Bobi Wine’s lyrical genius and courage to drop songs that hit directly at government failures and excesses made him spectacularly popular among Ugandan youth. He insisted that Ugandans had many questions but few answers from the corrupt political leaders.
His outspokenness and growing popularity made him a target of government censorship, particularly after President Museveni, who has been in power since 1986, started feeling the demographic shift in the country’s electorate.
For a decade he had relied on the rural vote and older people who still suffered from the collective trauma of having survived the atrocities of past Ugandan regimes.
These segments of Ugandan society are risk-averse and aren’t ready to rock the boat rowed by the man who gave them some feeling of safety even as war raged on in most of northern Uganda up until 2008.
Although Bobi Wine has always been political in his lyrics, it wasn’t until 2016 that he made his first step into politics. That year, the presidential elections were yet another contest between President Museveni and his longest-running political rival Dr Kizza Besigye.
It was that year that Museveni decided it was time to reach out to the young and increasingly desperate generation. To do that, he paid Uganda’s leading artists to compose a song praising his efforts and to campaign for him, a move that infuriated many young people, who retaliated by boycotting their music until some of the musicians apologised. It was then that Bobi Wine’s star shone brightly on the Ugandan political scene: he rejected the president’s offer to join his campaign and was quite vocal about his decision.
As other musicians sang ‘Tuboga Naawe’ (We are with you) for Museveni, praising his great deeds, Kyagulanyi released ‘Dembe’ (Peace), attacking the president’s greed for power directly and condemning political violence.
Another track released in 2016,’Situka’ (Rise up), which his supporters sang during protests against his detention, called on young people to rise up and march together against oppression. “When the going gets tough, the tough must get going, especially when leaders become misleaders, and mentors become tormentors, when freedom of expression becomes the target of suppression, opposition becomes our position,” goes the opening line of the track.
Around 2017, when a court nullified an earlier parliamentary election in Kyaddondo East, a constituency, Kyagulanyi held the opportunity.

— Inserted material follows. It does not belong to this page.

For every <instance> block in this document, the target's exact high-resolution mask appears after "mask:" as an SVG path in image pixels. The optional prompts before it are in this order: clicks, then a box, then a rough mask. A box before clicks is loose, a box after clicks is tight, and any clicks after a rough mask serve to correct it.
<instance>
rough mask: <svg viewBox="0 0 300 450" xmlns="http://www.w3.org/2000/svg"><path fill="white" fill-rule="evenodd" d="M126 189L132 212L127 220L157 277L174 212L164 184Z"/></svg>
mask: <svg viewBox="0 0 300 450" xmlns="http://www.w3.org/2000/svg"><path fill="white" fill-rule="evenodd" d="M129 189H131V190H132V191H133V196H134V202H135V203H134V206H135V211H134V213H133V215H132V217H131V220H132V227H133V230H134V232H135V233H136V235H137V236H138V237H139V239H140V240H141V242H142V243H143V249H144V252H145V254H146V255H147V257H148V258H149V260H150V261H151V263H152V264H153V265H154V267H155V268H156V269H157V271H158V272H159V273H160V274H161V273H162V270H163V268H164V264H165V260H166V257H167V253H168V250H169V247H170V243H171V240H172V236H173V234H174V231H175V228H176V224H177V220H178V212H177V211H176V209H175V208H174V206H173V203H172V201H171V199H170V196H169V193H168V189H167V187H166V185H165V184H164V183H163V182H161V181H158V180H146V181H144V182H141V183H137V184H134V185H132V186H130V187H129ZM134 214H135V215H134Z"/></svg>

He won the seat in a landslide victory despite Museveni camping in the area during the campaign period. There was little surprise.
Of late, his music and social affiliations have been preparing the public, especially his core base – the urban poor youth – for such a declaration. Bobi Wine’s transformation from a laid back youth, spotting dreadlocks and posing for pictures with a marijuana joint to a serious young man spotting a clean haircut and suit, has played out in the public eye.
After he was sworn in as an MP, Kyagulanyi did not stop being Bobi Wine. He told reporters that if the parliament won’t go to the ghetto, the ghetto will go to the parliament. He then embarked on several concerts across the country, prompting Uganda’s highly partisan police to ban some of his scheduled performances in October 2017.
At the height of debates on the constitutional amendment that would later remove the age limit for the president, allowing Museveni to run for yet another re-election, Bobi Wine released ‘Freedom’.
Bobi Wine is now a threat to Museveni’s power because of his magnetic pull on the electoral scene, which has helped the opposition in key by-elections, has increased paranoia within the ruling party. The realisation that the ground is slowly shifting under their feet has sent those in power into a panic.
They say that behind every successful man there is a strong woman with a noble character, take me for example” are the introductory words Bobi Wine used back then in his song dubbed Wesortinge.
The superstar’s strong woman is called Barbie Kyagulanyi and they have been together for 19 years with five kids.